Wednesday, December 11, 2013

The Bridge

Few people groups beyond my own heritage have stolen my heart as completely as the people of Israel.
As a wide-eyed tourist of 25 I soaked in the dry, dusty terrain, the ancient remains of cities alongside modern metropoli, and pondered the seemingly impenetrable barrier between the Jew and everyone else in the world.

As incongruous as it may seem, another bloodline has crept in to my heart. Its presence demands my attention, dominates my thoughts and makes an equal claim on my affections, and I simply cannot help myself. 

I tell the Jews to move over and make some room. The Germans have arrived.

The dinner party going on in my head is as unlikely as any you may imagine. With a sadness too deep for tears I serve them both; a silent observer of their mistreatment at the hands of evil. Like someone who arrived too late, after a fight between two friends, I awkwardly attempt to bandage both. 

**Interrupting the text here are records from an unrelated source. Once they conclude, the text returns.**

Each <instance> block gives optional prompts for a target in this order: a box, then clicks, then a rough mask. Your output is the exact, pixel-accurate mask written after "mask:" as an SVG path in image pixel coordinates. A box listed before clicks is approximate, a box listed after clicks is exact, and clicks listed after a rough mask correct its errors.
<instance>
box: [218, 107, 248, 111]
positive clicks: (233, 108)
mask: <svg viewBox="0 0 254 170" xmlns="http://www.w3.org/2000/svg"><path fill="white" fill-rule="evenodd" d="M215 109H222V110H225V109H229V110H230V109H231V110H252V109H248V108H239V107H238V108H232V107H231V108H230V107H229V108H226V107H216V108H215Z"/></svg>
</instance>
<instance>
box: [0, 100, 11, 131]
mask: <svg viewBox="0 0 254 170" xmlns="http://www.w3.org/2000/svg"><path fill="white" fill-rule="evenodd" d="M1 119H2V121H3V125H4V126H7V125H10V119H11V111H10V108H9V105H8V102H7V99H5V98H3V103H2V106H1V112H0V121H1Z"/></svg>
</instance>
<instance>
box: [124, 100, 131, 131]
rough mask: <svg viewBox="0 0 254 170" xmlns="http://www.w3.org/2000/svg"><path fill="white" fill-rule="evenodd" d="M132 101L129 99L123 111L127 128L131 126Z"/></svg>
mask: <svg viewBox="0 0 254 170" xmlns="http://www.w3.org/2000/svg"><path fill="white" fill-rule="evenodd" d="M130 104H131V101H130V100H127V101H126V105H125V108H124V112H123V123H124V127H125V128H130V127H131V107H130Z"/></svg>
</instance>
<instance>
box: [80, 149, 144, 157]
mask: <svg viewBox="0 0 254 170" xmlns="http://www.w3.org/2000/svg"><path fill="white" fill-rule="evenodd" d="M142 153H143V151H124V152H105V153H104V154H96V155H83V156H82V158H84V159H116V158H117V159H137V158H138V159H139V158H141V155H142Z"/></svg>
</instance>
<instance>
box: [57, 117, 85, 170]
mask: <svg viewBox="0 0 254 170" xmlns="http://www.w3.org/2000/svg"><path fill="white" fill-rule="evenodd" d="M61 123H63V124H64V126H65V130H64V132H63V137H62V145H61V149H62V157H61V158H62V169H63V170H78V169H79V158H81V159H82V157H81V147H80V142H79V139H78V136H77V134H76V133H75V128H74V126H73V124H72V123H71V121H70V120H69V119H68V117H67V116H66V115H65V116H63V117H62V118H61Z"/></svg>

The German woman who lost her son in the trenches is victim as well as the Jewish man who lost his sister in the gas chamber. 

Evil is a devil of an actress. Her costumes, props and entrances are dead on. When first she clutches at us, she comes masked as good. Pride in one's fatherland, keeping up with one's neighbors, following our leaders. Until Act III, we may not even know who the villain is, that it is us. 

There is trouble beneath my benign smile. But- I would sweep it away. For what I admire in both is that mixture of confidence and shrewdness I lack myself.
I will never be Jewish. I will never be German. But I stand for as long as my life lasts a living bridge between the two. It is, after all, humanity that plants enmity and, God helping us, humanity that uproots it.